BERLIN — Meeting upwardly revised targets, sales at Zalando surged 23 percent in 2016 while operative earnings more than doubled and the adjusted earnings before interest and taxes margin increased to 5.9 percent. Net earnings were broadly flat, primarily due to a tax loss carried forward.
Sales hit 3.64 billion euros, or $4.03 billion. Adjusted group EBIT reached 216.3 million euros, or $239.4 million, compared to 107.5 million euros, or $116 million, in the previous 12-month period. Net income was flat at 120.5 million euros, or $133.4 million, compared with 121.5 million euros, or $134.6 million, in 2016.
All dollar figures are converted at an average exchange rate for the periods to which they refer.
Zalando also said it has agreed to acquire Munich-based Kickz AG, a leading multichannel basketball retailer. “They have strong competence in streetwear and basketball,” Ritter said. “Our strategy is to work with partners in these niche areas, and one way is to acquire such partners.” The deal is subject to merger control clearance and is expected to close in the first half. Financial details were not disclosed.
In the current year, the Berlin-based e-commerce giant is forecasting ongoing growth, with revenues set to increase by 20 to 25 percent, and an adjusted EBIT margin of 5 to 6 percent. Zalando said the guidance is in line with the multiyear strategy originally laid out in its IPO documents from 2014.
In a conference call on Wednesday, co-chief executive officer Rubin Ritter said: “It’s evident we can be very happy and proud of our performance. We have doubled the company since 2013, and in 2016, we have been able to significantly increase our profitability, performing beyond our targets.”
The company attributed the EBIT gain to improved operating costs and said it reflected strong cost management and general efficiency improvements.

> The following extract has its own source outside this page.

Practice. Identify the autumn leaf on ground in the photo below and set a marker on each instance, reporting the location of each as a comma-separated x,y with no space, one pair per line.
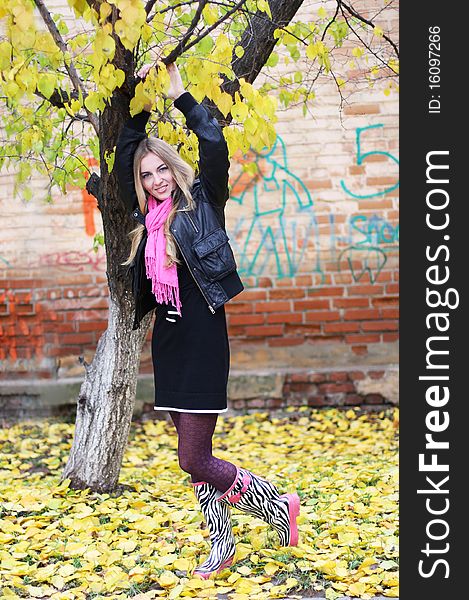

Zalando said it would continue to invest heavily in long-term infrastructure and performance. Last year’s capital expenditure, excluding mergers and acquisitions, came in at 181.7 million euros, or $201.1 million. For 2017, the company expects to spend 200 million euros, or $212 million, primarily in the same areas as last year, namely infrastructure, increased automation and in-house developed software.
“Strong growth requires non-stop investment,” Ritter said. “Our goal is to make Zalando the best online fashion destination in Europe. We are investing in improving the on-site experience on both the web and via app, and investing in our brands to make the experience even better. This attracts more and more suppliers,” he noted, adding that Zalando was rolling out services, such as Zalando Media Solutions, for its brand partners. Further investments in fulfillment infrastructure are also planned, with warehouses in France and Sweden — as well as a logistics center in Poland — in development.

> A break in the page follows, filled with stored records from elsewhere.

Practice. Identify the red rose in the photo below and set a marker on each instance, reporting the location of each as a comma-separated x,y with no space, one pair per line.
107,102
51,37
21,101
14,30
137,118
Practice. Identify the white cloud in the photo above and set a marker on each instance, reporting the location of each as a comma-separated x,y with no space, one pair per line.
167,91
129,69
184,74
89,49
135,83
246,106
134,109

Active in 15 European markets, Zalando grew site visits in 2016 20.2 percent to 1.99 billion, with mobile visits now making up 65.6 percent, up from 57.1 percent the year previously. Last year, Zalando took 69.2 million orders, a gain of 25.2 percent, though the average basket size in euros declined 1.8 percent to 66.6 euros, or $73.7 million.
Asked about this development, Ritter suggested the basket size decline “could be related to continued growth in lower price merchandise, but I think it is all still positive for us if we can get an increase in order frequency,” which was achieved last year.
Zalando has been steadily building its workforce, which grew by 2,000 to 11,998 this year, with 5,400 based in Berlin. The company said it plans to create more than 2,000 new jobs this year, with about half of them based in the German capital.